Both weekend warrior activity and regular activity were associated with a lower risk for AFib (a type of abnormal heart rhythm), heart attack, heart failure, and stroke. The decreased risks were similar between both groups.
Study authorDr. Shaan Khurshid with the Demoulas Center for Cardiac Arrhythmias, Massachusetts General Hospital, explained to MedicalNewsToday that the findings show that “both a weekend warrior type activity pattern and a more even activity pattern were each associated with similar reductions in risk of heart attack, heart failure, atrial fibrillation, and stroke as compared to inactive individuals.”
“Our findings suggest that efforts to improve physical activity, even if concentrated within 1-2 days of the week, should be beneficial for cardiovascular risk. It appears that it is the total volume of activity, rather than the pattern, that matters most.”
—Dr. Shaan Khurshid
This study did have particular limitations.
First, the study included mostly white participants, all from the UK, which limits study generalization. Second, the data only looked at one week of activity, so it’s possible that participants deviated from their typical behavior or changed their behavior because they were being watched.
Researchers further note that the accuracy of classifying moderate to vigorous physical activity can vary based on the type of activity a person does. They used a classification system based on a broad range of activities, which could have impacted results.
Finally, data on covariates could have been misclassified because this data collection was several years before accelerometry data collection.
Dr. Gregory Katz, assistant professor in the Department of Medicine, the Leon H. Charney Division of Cardiology at NYU Grossman School of Medicine, and cardiologist at NYU Langone Heart, who was not involved in the study, noted the following limitations of the study to MNT:
“The biggest thing is that the study is a bit limited in the conclusions you can draw because they weren’t following people for long periods of time in terms of tracking their exercise. They were only evaluating them over the course of 7 days with an accelerometer. So this is taking tens of thousands of people and following them for a week of exercise and then monitoring health outcomes for much longer than that. So there’s just a limit to how transferable this is to everybody else.”
Drrs. Ellinor and Khurshid further noted a few areas for continued research:
“We are planning to assess whether weekend warrior-type activity has similar benefits on other diseases across the spectrum of human conditions. Our results may also motivate future studies of physical activity interventions delivered in a concentrated fashion, which may be more practical and efficient.”

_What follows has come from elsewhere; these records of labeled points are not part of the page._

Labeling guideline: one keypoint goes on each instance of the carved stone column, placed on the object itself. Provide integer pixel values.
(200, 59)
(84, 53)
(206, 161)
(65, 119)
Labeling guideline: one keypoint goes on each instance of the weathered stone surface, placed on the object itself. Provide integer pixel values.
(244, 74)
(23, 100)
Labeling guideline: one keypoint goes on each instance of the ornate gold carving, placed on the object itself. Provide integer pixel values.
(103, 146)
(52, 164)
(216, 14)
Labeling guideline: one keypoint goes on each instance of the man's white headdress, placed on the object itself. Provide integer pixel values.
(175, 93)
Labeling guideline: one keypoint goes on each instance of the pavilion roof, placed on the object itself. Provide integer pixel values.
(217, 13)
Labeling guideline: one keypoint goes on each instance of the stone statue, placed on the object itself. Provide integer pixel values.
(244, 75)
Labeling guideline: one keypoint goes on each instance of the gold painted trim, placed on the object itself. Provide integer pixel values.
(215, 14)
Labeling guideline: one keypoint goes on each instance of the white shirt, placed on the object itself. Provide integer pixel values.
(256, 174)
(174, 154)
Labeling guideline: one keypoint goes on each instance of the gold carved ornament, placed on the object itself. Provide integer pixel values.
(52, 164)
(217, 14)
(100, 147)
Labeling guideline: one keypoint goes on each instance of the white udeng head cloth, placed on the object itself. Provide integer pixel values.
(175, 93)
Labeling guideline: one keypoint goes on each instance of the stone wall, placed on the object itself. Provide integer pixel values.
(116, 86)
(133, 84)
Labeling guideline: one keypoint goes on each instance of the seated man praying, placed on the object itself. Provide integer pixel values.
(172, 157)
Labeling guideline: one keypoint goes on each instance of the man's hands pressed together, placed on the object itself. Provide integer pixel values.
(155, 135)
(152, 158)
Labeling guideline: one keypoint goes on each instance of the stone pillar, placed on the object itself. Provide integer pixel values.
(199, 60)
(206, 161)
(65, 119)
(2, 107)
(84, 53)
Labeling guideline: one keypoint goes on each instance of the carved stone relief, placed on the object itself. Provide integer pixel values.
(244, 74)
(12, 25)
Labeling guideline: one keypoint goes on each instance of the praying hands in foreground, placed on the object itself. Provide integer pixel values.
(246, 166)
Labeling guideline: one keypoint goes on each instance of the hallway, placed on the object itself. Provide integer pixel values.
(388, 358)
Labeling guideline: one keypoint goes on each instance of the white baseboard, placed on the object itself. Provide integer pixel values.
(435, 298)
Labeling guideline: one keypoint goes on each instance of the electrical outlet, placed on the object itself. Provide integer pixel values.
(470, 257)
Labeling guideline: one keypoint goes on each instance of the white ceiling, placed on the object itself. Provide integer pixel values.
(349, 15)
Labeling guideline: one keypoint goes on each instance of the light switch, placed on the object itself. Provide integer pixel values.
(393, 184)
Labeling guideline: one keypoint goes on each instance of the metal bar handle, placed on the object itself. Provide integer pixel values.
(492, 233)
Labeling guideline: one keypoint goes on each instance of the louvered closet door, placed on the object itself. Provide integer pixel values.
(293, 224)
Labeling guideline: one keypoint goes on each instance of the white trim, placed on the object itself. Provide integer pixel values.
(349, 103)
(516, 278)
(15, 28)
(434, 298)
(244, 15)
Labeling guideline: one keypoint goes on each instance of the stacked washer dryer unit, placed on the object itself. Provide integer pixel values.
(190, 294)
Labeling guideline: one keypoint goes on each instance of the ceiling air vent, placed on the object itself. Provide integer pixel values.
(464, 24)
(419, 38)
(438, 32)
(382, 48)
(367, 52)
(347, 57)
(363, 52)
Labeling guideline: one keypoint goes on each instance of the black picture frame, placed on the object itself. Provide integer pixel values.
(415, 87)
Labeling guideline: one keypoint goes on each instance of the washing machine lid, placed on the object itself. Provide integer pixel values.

As demonstrated by this study, physical activity levels each week will vary among individuals, and the real challenge is finding a way to help fit physical activity into our lives. People who are told what physical activity levels and patterns are satisfactory can consult their doctor for appropriate physical activity recommendations.
Dr. John Bahadorani, a board certified interventional cardiologist at MemorialCare Heart & Vascular Institute at Saddleback Medical Center in Laguna Hills, California, who was also not involved in the study, further emphasized the critical benefits of exercise to MNT:
“Exercise is crucial for cardiovascular health as it positively impacts the heart and blood vessels. Regular physical activity strengthens the heart muscle, lowers blood pressure, reduces bad cholesterol (LDL), and increases good cholesterol (HDL). It also helps maintain a healthy weight, improves blood circulation, and enhances the body’s ability to use oxygen efficiently.”
“This study suggests that this activity may not have to occur daily throughout the week, but can occur concentrated over the course of 1-2 days as long as you are reaching the target of >150 minutes per week.”